Not a perfect system, but I think it's a start.
And what a start! Wow, gets me thinking about it all, in any case.

So, a poor flyer essentually would be using a full-round action, right? move action (to stay up) + move action (to actually move) is how it would go down. I'm not sure, balance-wise, which wording would be better and less subject to abuse. Likely, you'd have to call it a full=round action.

There could also be feats which improve your movement by one step (prereq of a dex score, or somesuch), and more to increase movement, etc.

That works though, it really does. Neat!

cheers,
--N
 

FireLance said:
I think we should re-name Intimidate. Too many people think it means "scare someone" when it should actually be "make someone do what you want by playing on his fears". Any character can try to be scary. Coming up with the right kind of scary that worries a person so much that he's willing to do whatever you say is what separates an Intimidate check from an untrained Charisma check.
I think Intimidate, Diplmacy and Bluff need to be rolled into one skill, really: Persuasion.

Bluff is being underhanded while trying to influence someone.

Diplomacy is trying to work with an individual to persuade them.

Intiimidate is being "overhanded" while trying to get someone to do what you want.

Really, they should all just be one skill. Pesuasion.
 

FireLance said:
Two-handed weapons have to stack up against the two-weapon style.
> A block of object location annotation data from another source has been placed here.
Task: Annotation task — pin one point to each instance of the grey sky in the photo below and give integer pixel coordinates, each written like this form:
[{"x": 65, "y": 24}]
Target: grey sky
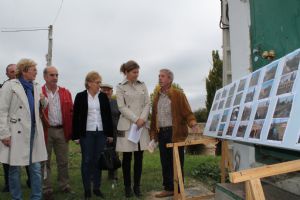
[{"x": 101, "y": 35}]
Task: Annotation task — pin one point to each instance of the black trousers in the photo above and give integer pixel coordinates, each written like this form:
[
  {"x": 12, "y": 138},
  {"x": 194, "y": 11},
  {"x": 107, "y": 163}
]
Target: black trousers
[
  {"x": 166, "y": 159},
  {"x": 137, "y": 167}
]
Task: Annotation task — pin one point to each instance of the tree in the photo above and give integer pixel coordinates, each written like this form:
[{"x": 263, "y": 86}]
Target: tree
[{"x": 214, "y": 79}]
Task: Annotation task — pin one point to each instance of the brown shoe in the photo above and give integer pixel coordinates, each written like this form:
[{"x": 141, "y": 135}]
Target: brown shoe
[
  {"x": 164, "y": 193},
  {"x": 48, "y": 195}
]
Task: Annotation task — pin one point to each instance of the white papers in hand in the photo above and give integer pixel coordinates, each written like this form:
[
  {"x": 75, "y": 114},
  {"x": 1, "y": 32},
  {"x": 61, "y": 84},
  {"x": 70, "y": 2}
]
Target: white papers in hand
[{"x": 135, "y": 133}]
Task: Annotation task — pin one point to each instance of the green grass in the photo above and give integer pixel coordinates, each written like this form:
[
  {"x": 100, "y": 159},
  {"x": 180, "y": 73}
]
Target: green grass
[{"x": 151, "y": 177}]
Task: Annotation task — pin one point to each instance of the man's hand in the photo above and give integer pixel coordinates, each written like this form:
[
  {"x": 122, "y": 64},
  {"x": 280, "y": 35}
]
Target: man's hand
[
  {"x": 140, "y": 123},
  {"x": 6, "y": 141}
]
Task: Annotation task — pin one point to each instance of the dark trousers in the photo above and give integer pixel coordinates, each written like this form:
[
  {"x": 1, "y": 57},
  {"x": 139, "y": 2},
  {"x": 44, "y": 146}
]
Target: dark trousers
[
  {"x": 137, "y": 167},
  {"x": 91, "y": 147},
  {"x": 6, "y": 171},
  {"x": 166, "y": 159}
]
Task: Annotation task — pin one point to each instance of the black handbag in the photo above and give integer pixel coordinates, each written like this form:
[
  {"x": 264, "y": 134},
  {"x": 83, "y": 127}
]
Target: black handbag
[{"x": 109, "y": 159}]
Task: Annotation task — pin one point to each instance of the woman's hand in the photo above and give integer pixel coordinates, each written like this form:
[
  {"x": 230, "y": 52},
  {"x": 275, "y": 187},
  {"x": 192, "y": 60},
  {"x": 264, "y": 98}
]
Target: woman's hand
[
  {"x": 140, "y": 123},
  {"x": 6, "y": 141},
  {"x": 110, "y": 139}
]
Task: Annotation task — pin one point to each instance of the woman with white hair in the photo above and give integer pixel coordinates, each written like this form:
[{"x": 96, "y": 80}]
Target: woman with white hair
[{"x": 21, "y": 132}]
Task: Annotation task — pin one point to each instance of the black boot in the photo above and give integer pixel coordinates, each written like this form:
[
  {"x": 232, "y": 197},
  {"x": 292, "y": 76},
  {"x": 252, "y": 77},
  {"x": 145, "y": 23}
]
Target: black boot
[
  {"x": 137, "y": 191},
  {"x": 128, "y": 192}
]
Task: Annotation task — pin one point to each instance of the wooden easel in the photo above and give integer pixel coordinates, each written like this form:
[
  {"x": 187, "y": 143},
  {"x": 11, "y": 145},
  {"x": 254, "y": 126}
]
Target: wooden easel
[
  {"x": 178, "y": 180},
  {"x": 226, "y": 161},
  {"x": 251, "y": 177}
]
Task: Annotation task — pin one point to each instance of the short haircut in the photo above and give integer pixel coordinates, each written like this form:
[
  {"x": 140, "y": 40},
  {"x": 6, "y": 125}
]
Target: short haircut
[
  {"x": 90, "y": 77},
  {"x": 23, "y": 66},
  {"x": 169, "y": 73},
  {"x": 8, "y": 66},
  {"x": 129, "y": 66}
]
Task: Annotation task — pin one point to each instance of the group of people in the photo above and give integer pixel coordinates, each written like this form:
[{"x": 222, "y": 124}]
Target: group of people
[{"x": 35, "y": 120}]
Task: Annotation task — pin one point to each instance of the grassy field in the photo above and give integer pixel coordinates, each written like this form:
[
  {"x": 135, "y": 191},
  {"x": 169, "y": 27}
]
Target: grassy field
[{"x": 151, "y": 177}]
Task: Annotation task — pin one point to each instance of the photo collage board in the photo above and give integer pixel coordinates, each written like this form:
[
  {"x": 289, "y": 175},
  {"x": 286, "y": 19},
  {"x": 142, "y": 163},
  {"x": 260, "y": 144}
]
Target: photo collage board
[{"x": 262, "y": 107}]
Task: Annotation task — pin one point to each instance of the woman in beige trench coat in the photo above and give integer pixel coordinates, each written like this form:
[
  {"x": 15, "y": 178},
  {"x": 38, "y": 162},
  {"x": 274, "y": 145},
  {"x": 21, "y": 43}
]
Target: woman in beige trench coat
[
  {"x": 134, "y": 105},
  {"x": 21, "y": 133}
]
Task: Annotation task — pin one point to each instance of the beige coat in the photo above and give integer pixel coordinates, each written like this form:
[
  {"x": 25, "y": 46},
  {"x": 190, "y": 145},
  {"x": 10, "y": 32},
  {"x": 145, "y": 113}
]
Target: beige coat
[
  {"x": 15, "y": 122},
  {"x": 134, "y": 103}
]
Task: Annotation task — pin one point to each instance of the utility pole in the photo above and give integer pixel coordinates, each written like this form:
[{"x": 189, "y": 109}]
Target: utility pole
[
  {"x": 50, "y": 43},
  {"x": 50, "y": 38}
]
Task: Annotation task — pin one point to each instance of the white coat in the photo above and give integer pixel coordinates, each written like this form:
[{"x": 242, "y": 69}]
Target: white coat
[
  {"x": 15, "y": 122},
  {"x": 134, "y": 103}
]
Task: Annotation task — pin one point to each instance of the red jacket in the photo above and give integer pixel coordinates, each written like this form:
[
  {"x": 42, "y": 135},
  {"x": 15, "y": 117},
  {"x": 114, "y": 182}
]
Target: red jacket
[{"x": 66, "y": 105}]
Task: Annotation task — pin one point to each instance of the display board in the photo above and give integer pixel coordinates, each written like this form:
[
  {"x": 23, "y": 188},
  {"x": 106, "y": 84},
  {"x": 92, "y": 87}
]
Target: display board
[{"x": 261, "y": 108}]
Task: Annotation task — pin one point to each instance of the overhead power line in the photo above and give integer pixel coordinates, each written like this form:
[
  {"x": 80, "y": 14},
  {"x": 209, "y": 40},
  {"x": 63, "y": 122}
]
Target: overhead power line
[{"x": 58, "y": 12}]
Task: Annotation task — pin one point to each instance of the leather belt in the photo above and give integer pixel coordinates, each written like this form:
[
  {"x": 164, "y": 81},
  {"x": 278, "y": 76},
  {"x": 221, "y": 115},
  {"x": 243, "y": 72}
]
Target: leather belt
[
  {"x": 57, "y": 127},
  {"x": 165, "y": 129}
]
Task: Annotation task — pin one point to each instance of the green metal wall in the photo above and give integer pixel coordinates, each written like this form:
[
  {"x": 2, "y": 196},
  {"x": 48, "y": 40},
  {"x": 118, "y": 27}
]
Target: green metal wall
[{"x": 275, "y": 25}]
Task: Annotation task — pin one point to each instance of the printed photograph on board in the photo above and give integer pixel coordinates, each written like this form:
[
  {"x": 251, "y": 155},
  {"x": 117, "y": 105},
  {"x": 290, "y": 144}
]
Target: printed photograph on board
[
  {"x": 242, "y": 129},
  {"x": 242, "y": 85},
  {"x": 283, "y": 107},
  {"x": 230, "y": 128},
  {"x": 231, "y": 91},
  {"x": 238, "y": 99},
  {"x": 286, "y": 83},
  {"x": 254, "y": 79},
  {"x": 221, "y": 104},
  {"x": 221, "y": 129},
  {"x": 271, "y": 72},
  {"x": 266, "y": 89},
  {"x": 235, "y": 113},
  {"x": 250, "y": 94},
  {"x": 292, "y": 64},
  {"x": 246, "y": 112},
  {"x": 215, "y": 106},
  {"x": 228, "y": 102},
  {"x": 277, "y": 129},
  {"x": 262, "y": 110},
  {"x": 256, "y": 129},
  {"x": 214, "y": 122},
  {"x": 225, "y": 115}
]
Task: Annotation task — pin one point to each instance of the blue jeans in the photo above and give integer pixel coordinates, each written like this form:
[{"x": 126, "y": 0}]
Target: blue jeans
[
  {"x": 35, "y": 178},
  {"x": 91, "y": 147}
]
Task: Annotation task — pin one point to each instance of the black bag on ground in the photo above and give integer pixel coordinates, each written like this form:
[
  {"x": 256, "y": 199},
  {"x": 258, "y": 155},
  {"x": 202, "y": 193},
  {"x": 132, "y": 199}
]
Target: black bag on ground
[{"x": 109, "y": 159}]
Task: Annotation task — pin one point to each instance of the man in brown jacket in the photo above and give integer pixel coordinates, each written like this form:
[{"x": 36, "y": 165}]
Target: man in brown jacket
[{"x": 171, "y": 114}]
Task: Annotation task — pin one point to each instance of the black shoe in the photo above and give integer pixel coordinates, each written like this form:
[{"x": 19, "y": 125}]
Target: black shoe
[
  {"x": 128, "y": 192},
  {"x": 87, "y": 194},
  {"x": 6, "y": 188},
  {"x": 137, "y": 191},
  {"x": 28, "y": 183},
  {"x": 98, "y": 193}
]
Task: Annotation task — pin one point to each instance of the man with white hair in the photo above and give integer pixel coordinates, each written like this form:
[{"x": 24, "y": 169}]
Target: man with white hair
[{"x": 171, "y": 114}]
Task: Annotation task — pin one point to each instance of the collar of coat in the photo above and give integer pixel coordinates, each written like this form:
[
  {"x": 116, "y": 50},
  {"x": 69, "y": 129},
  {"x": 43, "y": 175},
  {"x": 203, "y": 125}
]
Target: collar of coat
[{"x": 125, "y": 81}]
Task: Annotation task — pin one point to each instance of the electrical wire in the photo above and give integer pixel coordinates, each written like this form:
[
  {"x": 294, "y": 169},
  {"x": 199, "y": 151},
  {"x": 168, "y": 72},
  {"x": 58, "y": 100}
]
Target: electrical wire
[{"x": 58, "y": 12}]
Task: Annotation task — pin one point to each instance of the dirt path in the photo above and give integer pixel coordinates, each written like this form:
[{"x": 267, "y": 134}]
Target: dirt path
[{"x": 194, "y": 188}]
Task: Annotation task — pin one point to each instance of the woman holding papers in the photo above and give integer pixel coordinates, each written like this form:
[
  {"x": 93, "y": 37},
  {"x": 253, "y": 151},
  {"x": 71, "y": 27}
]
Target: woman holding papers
[
  {"x": 92, "y": 125},
  {"x": 132, "y": 137}
]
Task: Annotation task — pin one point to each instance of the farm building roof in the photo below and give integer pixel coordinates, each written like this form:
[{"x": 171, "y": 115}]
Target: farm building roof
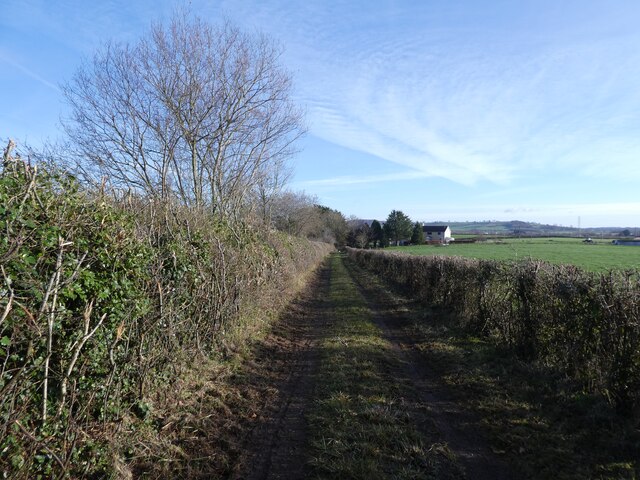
[{"x": 434, "y": 228}]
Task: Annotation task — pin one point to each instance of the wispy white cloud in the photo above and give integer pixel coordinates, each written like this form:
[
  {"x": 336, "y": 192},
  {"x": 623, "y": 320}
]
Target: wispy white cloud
[
  {"x": 28, "y": 72},
  {"x": 348, "y": 180},
  {"x": 462, "y": 103}
]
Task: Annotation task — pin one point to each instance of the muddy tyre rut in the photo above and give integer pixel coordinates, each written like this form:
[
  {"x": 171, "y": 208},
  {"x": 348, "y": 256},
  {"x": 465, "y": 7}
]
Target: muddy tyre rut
[{"x": 278, "y": 446}]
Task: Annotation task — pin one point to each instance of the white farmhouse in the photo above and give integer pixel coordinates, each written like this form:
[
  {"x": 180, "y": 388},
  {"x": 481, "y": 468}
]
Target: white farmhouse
[{"x": 437, "y": 233}]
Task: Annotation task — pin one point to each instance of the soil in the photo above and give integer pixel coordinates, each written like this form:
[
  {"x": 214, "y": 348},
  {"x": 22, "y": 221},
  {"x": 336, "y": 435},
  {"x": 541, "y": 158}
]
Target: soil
[{"x": 275, "y": 448}]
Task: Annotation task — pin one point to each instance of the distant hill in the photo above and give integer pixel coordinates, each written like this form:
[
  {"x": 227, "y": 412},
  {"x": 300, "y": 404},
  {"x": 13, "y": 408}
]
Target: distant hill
[{"x": 517, "y": 227}]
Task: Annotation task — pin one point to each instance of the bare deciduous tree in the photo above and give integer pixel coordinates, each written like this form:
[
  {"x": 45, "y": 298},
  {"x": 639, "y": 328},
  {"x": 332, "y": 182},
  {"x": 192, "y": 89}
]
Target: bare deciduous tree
[{"x": 193, "y": 112}]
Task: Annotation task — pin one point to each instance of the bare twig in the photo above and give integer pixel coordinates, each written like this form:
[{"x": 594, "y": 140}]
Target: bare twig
[
  {"x": 87, "y": 334},
  {"x": 52, "y": 288}
]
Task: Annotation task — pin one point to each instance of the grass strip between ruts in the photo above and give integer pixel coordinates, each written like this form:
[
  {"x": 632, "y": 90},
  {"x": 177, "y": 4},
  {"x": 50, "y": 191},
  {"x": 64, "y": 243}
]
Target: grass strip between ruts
[{"x": 361, "y": 425}]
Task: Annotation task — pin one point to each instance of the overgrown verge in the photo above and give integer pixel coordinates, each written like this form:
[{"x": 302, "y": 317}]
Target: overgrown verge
[
  {"x": 582, "y": 324},
  {"x": 363, "y": 423},
  {"x": 104, "y": 303},
  {"x": 550, "y": 420}
]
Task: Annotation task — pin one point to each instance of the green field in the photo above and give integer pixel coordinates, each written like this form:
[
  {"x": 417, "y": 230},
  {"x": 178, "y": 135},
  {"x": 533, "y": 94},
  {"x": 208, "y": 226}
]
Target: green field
[{"x": 598, "y": 256}]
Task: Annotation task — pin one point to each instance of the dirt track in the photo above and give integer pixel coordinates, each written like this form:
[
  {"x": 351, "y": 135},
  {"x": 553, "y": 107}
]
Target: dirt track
[{"x": 277, "y": 447}]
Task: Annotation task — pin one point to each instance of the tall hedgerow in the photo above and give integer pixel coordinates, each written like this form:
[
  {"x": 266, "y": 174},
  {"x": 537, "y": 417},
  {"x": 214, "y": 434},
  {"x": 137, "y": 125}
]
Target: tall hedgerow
[
  {"x": 105, "y": 300},
  {"x": 583, "y": 324}
]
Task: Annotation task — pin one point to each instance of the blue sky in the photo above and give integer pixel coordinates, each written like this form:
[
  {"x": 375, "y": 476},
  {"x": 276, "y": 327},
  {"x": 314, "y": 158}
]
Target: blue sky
[{"x": 466, "y": 110}]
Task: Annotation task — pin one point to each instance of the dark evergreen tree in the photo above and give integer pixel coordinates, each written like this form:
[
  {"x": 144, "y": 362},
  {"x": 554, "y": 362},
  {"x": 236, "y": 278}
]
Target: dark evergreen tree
[
  {"x": 417, "y": 236},
  {"x": 398, "y": 226}
]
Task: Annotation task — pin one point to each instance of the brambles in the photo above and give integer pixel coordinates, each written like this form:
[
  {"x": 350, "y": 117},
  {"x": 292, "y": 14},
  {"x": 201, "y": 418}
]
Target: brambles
[
  {"x": 583, "y": 324},
  {"x": 103, "y": 300}
]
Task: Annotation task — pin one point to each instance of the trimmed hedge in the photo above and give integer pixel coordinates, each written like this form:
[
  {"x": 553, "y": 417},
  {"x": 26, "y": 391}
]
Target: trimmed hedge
[{"x": 582, "y": 324}]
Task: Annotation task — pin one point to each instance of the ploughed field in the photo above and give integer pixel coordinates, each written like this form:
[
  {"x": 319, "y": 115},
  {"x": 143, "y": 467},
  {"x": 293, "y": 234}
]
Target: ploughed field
[{"x": 599, "y": 256}]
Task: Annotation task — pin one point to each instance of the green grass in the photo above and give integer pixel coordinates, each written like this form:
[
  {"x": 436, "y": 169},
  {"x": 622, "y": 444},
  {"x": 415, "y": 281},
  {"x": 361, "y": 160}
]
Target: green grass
[
  {"x": 361, "y": 425},
  {"x": 597, "y": 257},
  {"x": 537, "y": 420},
  {"x": 543, "y": 425}
]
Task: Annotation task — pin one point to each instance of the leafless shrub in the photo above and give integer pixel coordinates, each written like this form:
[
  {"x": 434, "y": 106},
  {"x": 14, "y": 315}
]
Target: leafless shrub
[{"x": 583, "y": 324}]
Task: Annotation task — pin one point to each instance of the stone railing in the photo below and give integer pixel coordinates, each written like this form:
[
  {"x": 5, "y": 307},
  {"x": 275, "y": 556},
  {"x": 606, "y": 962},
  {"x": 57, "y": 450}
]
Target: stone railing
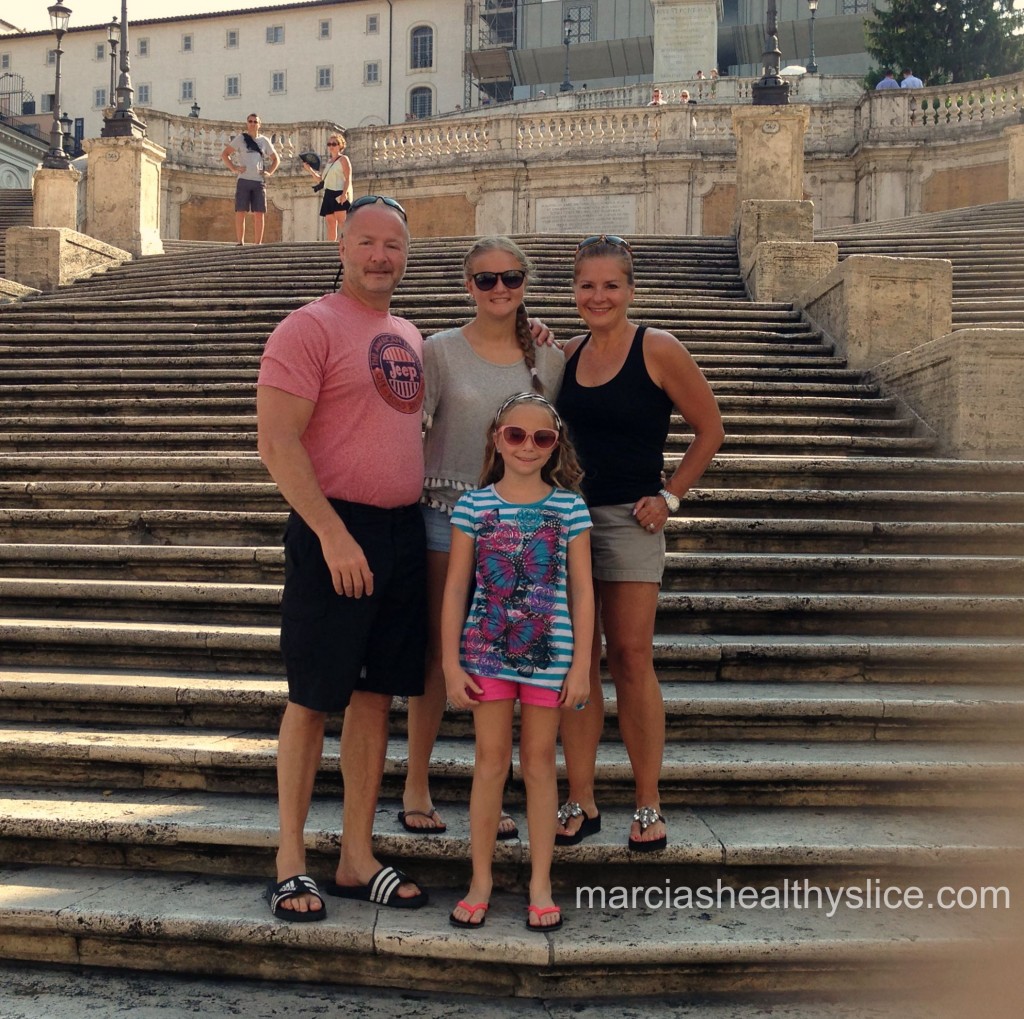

Unless you also eliminate the Strength bonus to damage for an off-hand weapon completely, two-weapon fighting will become the top damage-dealing fighting style for high-Strength characters. Not everyone will find that to be intuitive.

I think this would be true if the same feat investment was required to use 2H weapons, but it isn't. A style that requires feat investment (TWF) *should* let you do more damage!

If it was a real concern, then the simple solution would be to allow a TWF to decide how they wish to distribute their strength between their two weapons, so no matter what weapons someone is using (or how many), they only have a certain amount of strength damage they can personally apply - whether in one attack or distributed over several attacks.

Cheers
 

Dannyalcatraz said:
While Intimidate makes sense as a Cha based skill, it is equally sensible for someone who is immensely strong but unassuming to be able to use his Str for that roll, perhaps by quietly bending an assailant's sword into a question mark.
See, I really disagree with this as a default. Using STR to create fear, is one thing, but to create compliance is completely different. That isn't to say I wouldn't allow a high STR char to receive circumstance bonuses under the right conditions.

Also, I'd happily allow a character to take a feat that traded STR for CHR here. A specific character that isn't notably charismatic but simply knows how to use his bulk to influence people is reasonable and is what feats are all about.

But just assuming that simply instilling fear or awe causes the subject to behave more favorably toward the character is flawed. IMO
 


Plane Sailing said:
I think this would be true if the same feat investment was required to use 2H weapons, but it isn't. A style that requires feat investment (TWF) *should* let you do more damage!
Two-weapon style does let you do more damage - not for abilities related to sheer force, like Strength and Power Attack, but for abilities related to skill and precision, like Weapon Specialization, sneak attack and favored enemy bonuses.
 

For those "intimidate with strength" folks, how, exactly, does strength help intimidate when it is not a terribly evident stat? Sure, a high strength human character may be buffer and larger than an average person, but what about magical strength enhancements? Does a girdle of giant strength give you ginormous muscles? Do you have to pick up large objects, rip phone books, and pose like a bodybuilder to intimidate? No more wearing bulky cloaks...you gotta strip down to show your muscles! Talk about comical!

What about a wraith? It has no strength score. So evidently incorporeal undead suck at intimidation.

How would you intimidate a blind person with strength? Pick 'em up? That's not intimidation, that's an attack. What about strong-but-harmless creatures? Is a draft horse more intimidating than a wolf? Is a sheep more intimidating than a cobra?